Si bien China tiene carencias en innovación y tecnología en comparación con Silicon Valley, tiene dos grandes ventajas: la cantidad de datos disponibles y la falta de límites éticos. Ya en 2017 el gobierno identificó la IA como una herramienta clave para construir sus fortalezas. Xinjiang fue el laboratorio: acceso completo a conjuntos de datos sobre la vida de 26 millones de residentes, todos ellos disponibles para la experimentación y la innovación. El genocidio uigur aupó a China a ser el principal exportador de equipos de vigilancia, especialmente los potenciados por IA.

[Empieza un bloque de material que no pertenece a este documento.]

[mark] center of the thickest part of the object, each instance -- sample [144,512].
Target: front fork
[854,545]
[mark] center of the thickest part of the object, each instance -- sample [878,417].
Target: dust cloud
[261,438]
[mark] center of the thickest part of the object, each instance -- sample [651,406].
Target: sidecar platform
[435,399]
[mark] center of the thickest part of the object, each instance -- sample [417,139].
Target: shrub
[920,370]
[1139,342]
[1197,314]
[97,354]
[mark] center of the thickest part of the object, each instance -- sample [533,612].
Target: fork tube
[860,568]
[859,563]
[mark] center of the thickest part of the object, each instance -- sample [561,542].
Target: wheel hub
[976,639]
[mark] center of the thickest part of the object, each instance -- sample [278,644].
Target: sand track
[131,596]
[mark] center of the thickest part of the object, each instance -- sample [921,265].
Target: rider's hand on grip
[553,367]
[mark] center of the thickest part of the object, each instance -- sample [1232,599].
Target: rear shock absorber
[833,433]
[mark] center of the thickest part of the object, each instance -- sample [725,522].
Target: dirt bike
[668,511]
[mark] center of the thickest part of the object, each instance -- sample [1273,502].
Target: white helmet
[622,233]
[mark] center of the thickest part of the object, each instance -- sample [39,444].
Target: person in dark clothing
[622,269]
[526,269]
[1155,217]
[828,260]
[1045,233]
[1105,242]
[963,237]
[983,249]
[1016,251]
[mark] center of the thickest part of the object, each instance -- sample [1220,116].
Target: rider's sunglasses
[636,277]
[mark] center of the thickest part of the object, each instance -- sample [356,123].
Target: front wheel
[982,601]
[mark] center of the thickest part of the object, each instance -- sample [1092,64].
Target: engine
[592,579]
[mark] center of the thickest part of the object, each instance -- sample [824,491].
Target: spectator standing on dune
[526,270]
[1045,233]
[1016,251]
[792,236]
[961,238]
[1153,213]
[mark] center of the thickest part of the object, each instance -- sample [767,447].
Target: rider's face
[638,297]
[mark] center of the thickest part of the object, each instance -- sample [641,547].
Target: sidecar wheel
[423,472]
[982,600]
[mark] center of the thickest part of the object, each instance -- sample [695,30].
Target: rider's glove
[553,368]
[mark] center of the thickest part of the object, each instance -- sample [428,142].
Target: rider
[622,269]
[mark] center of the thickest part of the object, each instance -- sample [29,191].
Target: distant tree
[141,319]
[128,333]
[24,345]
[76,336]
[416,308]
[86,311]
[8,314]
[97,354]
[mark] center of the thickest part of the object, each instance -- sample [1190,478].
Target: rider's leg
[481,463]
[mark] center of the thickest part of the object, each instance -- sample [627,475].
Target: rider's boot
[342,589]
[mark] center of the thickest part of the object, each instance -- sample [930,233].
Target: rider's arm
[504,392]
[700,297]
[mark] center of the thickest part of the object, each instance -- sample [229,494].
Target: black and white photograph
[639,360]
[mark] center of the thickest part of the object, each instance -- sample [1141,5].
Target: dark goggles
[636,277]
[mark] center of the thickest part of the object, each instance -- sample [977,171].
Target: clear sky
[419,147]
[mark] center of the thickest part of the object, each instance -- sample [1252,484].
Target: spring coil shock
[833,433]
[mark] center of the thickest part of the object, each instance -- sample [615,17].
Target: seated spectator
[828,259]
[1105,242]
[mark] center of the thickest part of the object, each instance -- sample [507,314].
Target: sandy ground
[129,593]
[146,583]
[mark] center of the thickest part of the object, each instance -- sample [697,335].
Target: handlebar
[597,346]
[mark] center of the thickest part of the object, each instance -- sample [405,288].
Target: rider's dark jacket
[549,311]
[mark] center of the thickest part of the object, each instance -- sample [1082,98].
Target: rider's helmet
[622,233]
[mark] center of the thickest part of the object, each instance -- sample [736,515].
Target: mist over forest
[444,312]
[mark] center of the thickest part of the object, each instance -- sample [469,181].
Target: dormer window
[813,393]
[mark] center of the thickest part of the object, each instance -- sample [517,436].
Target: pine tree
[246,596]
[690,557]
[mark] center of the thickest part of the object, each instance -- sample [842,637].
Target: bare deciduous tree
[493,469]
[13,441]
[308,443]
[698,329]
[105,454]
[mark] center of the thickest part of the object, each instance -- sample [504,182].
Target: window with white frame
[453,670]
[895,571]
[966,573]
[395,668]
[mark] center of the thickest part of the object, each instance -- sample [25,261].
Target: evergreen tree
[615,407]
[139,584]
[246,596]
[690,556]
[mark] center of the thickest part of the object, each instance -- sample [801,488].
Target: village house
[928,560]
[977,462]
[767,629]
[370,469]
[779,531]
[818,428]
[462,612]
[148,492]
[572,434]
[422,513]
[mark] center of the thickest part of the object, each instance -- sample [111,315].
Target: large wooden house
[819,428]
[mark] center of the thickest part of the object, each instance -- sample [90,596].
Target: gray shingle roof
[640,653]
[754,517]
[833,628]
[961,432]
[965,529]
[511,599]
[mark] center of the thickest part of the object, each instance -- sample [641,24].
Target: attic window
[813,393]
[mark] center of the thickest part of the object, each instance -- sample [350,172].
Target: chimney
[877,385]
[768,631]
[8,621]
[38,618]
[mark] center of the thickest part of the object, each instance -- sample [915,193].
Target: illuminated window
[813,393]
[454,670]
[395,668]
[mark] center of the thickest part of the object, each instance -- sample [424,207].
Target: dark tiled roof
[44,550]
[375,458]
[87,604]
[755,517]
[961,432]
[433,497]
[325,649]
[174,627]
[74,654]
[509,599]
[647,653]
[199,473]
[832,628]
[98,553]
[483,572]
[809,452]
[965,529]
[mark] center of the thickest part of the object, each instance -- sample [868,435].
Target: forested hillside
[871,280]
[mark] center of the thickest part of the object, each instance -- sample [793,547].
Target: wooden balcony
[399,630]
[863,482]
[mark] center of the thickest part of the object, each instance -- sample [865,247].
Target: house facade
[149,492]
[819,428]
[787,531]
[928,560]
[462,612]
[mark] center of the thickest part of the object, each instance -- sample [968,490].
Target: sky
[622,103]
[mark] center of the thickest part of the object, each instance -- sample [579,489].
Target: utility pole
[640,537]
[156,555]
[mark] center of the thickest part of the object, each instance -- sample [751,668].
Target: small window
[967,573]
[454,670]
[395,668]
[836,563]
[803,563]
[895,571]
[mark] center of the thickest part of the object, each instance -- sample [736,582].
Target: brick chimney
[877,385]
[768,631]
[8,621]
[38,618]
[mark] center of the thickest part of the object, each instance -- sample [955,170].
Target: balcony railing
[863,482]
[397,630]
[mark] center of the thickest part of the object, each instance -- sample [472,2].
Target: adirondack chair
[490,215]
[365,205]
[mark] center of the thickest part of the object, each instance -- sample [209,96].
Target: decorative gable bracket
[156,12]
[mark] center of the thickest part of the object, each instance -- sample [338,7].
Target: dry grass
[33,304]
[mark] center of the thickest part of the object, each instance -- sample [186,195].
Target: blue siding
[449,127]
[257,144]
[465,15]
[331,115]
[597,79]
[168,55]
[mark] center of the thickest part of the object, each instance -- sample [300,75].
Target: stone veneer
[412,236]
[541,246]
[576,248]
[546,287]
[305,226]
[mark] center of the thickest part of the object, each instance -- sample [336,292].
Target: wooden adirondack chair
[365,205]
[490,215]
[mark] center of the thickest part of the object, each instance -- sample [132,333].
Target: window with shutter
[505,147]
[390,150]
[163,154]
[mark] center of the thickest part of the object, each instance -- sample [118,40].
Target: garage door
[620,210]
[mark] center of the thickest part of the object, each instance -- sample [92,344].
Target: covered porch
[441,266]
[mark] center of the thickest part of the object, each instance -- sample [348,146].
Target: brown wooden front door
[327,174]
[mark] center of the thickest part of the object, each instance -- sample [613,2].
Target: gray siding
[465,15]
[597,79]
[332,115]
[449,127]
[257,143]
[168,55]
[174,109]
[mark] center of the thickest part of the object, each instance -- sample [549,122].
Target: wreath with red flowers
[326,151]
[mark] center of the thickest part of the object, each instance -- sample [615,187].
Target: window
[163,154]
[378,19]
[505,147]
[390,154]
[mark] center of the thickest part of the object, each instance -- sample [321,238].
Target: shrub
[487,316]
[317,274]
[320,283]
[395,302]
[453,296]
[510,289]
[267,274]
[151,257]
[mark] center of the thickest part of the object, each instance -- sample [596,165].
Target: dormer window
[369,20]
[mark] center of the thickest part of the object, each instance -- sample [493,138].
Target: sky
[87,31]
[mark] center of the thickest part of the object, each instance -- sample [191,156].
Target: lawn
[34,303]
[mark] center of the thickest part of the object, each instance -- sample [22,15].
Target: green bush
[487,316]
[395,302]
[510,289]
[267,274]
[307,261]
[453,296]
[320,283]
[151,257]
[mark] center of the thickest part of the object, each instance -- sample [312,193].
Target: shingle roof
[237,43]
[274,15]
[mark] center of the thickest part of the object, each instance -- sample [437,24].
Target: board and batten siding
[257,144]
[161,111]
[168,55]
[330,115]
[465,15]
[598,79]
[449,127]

La falta de normas éticas en China no se limita a la vigilancia. En 2018, un biofísico chino anunció que había modificado genéticamente a dos niños. La presión internacional hizo que las autoridades chinas lo detuvieran y condenaran a tres años, pero ya trabaja de nuevo en ese campo. Al tiempo, China realizó experimentos genéticos con embriones humanos ya en 2015. Y es probable que siga haciéndolo, ya que la tecnología puede mejorar a los humanos. Y el PCCh ve a los humanos como un recurso clave.
¿Y al otro lado? El modelo occidental de gobierno no es ideal. Tampoco lo es la democracia liberal. Los Estados occidentales también abusan a menudo de sus poderes y llevan a cabo acciones inmorales. Pero es el único sistema que ofrece espacio para un debate abierto. Las protestas pueden tener fácilmente un impacto real. Además, los Estados occidentales demuestran querencia por autorregularse.
El debate democrático sobre la moral y las consecuencias negativas del uso de nuevas tecnologías revolucionarias es fundamental. Debe prevenir grandes excesos y, en los casos en los que empezamos a jugar a ser Dios –como con la genética o la creación de mentes robóticas–, debería ser capaz de garantizar que seguimos siendo humanos. Los regímenes autoritarios funcionan de forma diferente.
Mientras el mundo debate la seguridad de la agricultura modificada genéticamente, los científicos chinos han experimentado con embriones humanos. Mientras el mundo libre debate cuestiones de privacidad relativas al reconocimiento facial, China tiene sistemas de este tipo por todo el país. Mientras Occidente intenta regular la aplicación militar de la IA, por muy declarativa que sea, China quiere sistemas de IA completamente autónomos.
Las capacidades de IA de China preocupan no sólo porque aumenta los poderes del Partido-Estado, sino también porque China está exportando su tecnología y política de control de la población al extranjero. Sólo una regulación ética podrá detenerla.
Artículo gentileza. El autor es sinólogo e investigador independiente del sistema político de China y colaborador de la organización internacional Cadal.